The digitisations make it possible to search across letter publications. For example, you can find letters from the same sender, even if the letters have not been printed in the same publication. It is also possible to do a full-text search to investigate whether a sender uses certain words or phrases. And finally, Denmark's Letters has made it easier to use the library's many letter publications, regardless of where in the world you are located.
Search and view the digitised letters.
About the dataset
The dataset consists of:
- A folder with the xml files containing the approximately 13,000+ letters described above.
- A .txt file containing a Danish stopword list with stopwords from the 18th, 19th and 20th centuries.
- A .csv file containing the letter text and associated bibliographic metadata. The letter text is in two columns. In one (raw_text), the text appears raw as extracted from the xml file. In the other (text_st), the text is stripped of tabs, newlines, and hyphens, and spaces are inserted before common grammatical characters such as periods, commas, and exclamation marks.
Metadata has been attempted to be harmonised, and the harmonised data has been inserted into new columns. In the harmonisation, for example, names and places have been standardised as far as possible, which means that if a letter states that it was sent from either Christiania, Kristiania or Oslo, then the standardised column will state that it was sent from Oslo. The most important metadata fields consist of sender (sender_st), recipient (recipiant_st) and year (year_st).

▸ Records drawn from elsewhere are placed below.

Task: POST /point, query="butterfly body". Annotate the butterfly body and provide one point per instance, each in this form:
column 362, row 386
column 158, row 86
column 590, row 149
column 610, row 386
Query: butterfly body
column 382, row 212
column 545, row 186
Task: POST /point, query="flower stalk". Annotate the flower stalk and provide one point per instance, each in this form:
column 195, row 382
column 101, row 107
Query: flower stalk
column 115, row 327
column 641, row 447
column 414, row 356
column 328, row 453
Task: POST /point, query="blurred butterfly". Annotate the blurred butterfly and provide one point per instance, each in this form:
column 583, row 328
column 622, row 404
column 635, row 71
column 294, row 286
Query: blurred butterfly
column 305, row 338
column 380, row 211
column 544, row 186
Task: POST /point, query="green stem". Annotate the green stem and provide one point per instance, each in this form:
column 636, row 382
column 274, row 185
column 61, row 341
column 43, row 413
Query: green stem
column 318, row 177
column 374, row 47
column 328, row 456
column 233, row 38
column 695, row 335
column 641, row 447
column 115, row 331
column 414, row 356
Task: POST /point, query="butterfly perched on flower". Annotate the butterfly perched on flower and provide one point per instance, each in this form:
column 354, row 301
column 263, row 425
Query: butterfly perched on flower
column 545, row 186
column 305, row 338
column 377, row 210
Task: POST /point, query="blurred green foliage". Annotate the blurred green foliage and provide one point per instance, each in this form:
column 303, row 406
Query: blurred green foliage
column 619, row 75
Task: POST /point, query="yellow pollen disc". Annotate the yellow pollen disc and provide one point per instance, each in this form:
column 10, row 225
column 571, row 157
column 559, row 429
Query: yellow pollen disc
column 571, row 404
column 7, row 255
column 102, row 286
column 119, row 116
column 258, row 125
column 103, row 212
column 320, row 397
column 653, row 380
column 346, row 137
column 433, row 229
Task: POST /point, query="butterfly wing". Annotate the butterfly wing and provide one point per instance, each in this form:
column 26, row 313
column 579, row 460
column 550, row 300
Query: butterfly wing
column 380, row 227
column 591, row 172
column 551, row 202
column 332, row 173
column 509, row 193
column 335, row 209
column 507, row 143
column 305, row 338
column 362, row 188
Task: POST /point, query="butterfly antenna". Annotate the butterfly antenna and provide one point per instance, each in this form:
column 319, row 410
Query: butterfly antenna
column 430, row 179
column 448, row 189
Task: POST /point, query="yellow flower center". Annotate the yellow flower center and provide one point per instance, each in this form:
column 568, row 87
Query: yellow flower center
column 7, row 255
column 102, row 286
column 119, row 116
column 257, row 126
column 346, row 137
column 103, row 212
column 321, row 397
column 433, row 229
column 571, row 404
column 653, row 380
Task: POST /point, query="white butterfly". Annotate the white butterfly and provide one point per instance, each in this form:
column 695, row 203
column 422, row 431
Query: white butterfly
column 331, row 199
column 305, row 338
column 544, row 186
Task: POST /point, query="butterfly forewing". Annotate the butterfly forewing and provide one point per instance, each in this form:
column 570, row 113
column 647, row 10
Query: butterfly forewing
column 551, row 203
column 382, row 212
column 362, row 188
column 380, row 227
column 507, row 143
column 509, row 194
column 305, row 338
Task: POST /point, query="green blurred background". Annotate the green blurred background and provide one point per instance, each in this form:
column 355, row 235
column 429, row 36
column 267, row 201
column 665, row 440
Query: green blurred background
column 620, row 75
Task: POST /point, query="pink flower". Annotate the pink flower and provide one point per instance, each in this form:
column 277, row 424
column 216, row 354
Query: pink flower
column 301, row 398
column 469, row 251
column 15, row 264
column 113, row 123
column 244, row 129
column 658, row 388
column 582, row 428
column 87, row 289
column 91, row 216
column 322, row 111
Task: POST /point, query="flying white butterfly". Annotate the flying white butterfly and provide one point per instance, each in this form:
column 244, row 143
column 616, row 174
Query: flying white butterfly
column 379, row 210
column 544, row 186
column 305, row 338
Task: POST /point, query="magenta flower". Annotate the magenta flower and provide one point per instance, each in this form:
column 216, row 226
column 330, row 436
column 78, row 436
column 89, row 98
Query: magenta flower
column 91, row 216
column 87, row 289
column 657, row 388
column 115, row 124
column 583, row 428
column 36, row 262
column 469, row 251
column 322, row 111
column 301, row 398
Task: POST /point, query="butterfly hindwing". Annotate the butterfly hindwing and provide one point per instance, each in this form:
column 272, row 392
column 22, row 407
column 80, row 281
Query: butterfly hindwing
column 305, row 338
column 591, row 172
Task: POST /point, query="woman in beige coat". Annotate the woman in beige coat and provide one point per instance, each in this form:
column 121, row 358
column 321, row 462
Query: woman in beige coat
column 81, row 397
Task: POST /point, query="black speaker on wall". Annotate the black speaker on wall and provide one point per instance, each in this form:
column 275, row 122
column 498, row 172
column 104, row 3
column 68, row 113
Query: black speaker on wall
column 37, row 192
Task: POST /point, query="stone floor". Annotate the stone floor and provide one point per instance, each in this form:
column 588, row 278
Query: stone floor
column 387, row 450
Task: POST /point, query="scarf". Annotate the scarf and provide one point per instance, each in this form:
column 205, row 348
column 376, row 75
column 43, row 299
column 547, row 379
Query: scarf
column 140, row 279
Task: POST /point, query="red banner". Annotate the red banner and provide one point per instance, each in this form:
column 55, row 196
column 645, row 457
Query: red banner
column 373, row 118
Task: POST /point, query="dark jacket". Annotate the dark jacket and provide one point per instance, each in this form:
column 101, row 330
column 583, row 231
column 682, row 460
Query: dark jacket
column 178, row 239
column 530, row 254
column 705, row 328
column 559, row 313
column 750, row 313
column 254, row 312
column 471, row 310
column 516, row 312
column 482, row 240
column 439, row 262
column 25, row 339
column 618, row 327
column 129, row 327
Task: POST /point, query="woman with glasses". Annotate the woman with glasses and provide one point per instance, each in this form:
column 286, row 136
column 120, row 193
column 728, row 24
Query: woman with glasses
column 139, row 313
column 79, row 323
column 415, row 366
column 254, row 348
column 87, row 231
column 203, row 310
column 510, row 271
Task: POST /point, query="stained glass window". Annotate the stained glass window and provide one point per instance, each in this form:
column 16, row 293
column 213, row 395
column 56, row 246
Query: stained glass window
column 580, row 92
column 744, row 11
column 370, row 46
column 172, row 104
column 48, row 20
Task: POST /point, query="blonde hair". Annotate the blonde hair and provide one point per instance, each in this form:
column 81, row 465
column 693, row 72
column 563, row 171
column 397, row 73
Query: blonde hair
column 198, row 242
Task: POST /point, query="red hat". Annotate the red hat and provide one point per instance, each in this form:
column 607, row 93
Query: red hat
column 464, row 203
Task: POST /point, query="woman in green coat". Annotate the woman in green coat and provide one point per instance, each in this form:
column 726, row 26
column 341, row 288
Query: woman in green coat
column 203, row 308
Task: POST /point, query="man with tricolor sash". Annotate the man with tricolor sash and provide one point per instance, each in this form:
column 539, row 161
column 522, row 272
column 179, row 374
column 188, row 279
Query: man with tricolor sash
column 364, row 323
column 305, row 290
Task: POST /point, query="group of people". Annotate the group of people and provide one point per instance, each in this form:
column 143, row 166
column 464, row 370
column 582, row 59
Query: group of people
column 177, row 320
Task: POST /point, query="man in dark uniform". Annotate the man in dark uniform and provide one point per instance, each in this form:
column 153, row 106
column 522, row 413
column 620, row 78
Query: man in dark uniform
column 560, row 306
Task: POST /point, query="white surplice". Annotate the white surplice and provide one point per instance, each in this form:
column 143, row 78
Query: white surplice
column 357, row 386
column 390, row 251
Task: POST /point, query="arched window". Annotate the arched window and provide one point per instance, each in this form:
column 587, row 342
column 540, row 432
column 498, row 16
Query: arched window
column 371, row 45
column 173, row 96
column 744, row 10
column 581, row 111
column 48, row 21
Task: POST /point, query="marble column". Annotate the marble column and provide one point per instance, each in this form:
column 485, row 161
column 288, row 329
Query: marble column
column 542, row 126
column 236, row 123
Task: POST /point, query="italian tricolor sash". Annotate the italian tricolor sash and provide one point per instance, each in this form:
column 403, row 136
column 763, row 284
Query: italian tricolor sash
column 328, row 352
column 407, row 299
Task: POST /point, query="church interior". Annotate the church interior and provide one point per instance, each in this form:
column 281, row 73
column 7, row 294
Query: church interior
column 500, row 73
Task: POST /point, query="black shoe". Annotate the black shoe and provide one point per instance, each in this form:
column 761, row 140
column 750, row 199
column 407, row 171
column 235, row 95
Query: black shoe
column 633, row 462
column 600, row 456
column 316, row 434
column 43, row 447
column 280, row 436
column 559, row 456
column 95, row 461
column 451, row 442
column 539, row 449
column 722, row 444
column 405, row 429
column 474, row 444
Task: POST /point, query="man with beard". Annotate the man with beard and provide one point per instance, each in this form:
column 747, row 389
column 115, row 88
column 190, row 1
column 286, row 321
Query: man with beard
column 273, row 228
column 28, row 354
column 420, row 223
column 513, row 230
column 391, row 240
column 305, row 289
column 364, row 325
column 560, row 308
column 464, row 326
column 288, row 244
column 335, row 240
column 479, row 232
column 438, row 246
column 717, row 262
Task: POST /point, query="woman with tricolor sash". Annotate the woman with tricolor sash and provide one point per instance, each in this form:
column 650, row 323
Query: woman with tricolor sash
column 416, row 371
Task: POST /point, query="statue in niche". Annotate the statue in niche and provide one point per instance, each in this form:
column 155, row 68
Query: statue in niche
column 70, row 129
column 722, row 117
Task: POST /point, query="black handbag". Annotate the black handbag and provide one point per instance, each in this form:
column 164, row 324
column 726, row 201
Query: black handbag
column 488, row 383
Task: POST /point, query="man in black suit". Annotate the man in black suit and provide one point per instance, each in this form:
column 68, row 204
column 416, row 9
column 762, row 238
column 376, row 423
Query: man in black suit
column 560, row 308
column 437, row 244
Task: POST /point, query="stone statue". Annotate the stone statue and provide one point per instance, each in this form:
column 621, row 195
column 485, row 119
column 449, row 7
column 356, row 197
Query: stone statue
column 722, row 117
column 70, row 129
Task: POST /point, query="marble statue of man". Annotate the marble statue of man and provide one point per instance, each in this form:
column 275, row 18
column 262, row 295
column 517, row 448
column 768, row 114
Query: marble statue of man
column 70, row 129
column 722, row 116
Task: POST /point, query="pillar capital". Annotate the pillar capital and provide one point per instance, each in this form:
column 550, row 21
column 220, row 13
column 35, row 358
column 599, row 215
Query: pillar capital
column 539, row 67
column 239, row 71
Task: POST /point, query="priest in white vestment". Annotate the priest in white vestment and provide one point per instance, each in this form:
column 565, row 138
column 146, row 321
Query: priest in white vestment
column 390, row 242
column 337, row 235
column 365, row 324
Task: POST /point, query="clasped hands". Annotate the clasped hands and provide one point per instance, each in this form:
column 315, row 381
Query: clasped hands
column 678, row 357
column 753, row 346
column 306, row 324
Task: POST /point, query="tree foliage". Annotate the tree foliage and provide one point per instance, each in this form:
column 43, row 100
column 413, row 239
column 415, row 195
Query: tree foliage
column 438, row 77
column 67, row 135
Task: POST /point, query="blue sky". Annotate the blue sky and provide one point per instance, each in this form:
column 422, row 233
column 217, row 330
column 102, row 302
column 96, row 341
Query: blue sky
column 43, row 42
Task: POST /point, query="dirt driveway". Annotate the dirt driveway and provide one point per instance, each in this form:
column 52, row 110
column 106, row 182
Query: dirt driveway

The dataset can be used for statistics and plotting of sender and recipient networks, for example. It can also select a cohort of specific historical figures, for example certain women, or certain professions, for example soldiers, and examine the textual content of their letters. Studies of semantic fields and emotions would also be a possibility. Finally, there is also the possibility of examining the geographical entities of the letters and conducting spatial analyses.
The dataset is free of copyright.
The creation of the dataset
The dataset was created based on the data that also underlies the access solution. As a starting point, metadata originates from the original printed letter publications. Digitisation and metadata were carried out by Royal Danish Library. In connection with the digitisation, some metadata from the letter publications has been harmonised to simplify the search. In some cases, this harmonisation has resulted in new metadata. The publishing principles for the individual letter publications may differ, as the works have been published over a long period of years and by many different publishers of letters.
The character recognition for the printed letters is around 99%, which means that there will be some errors in the digital text. The character recognition is also slightly lower for certain foreign languages and for texts printed in fraktur (Gothic letters).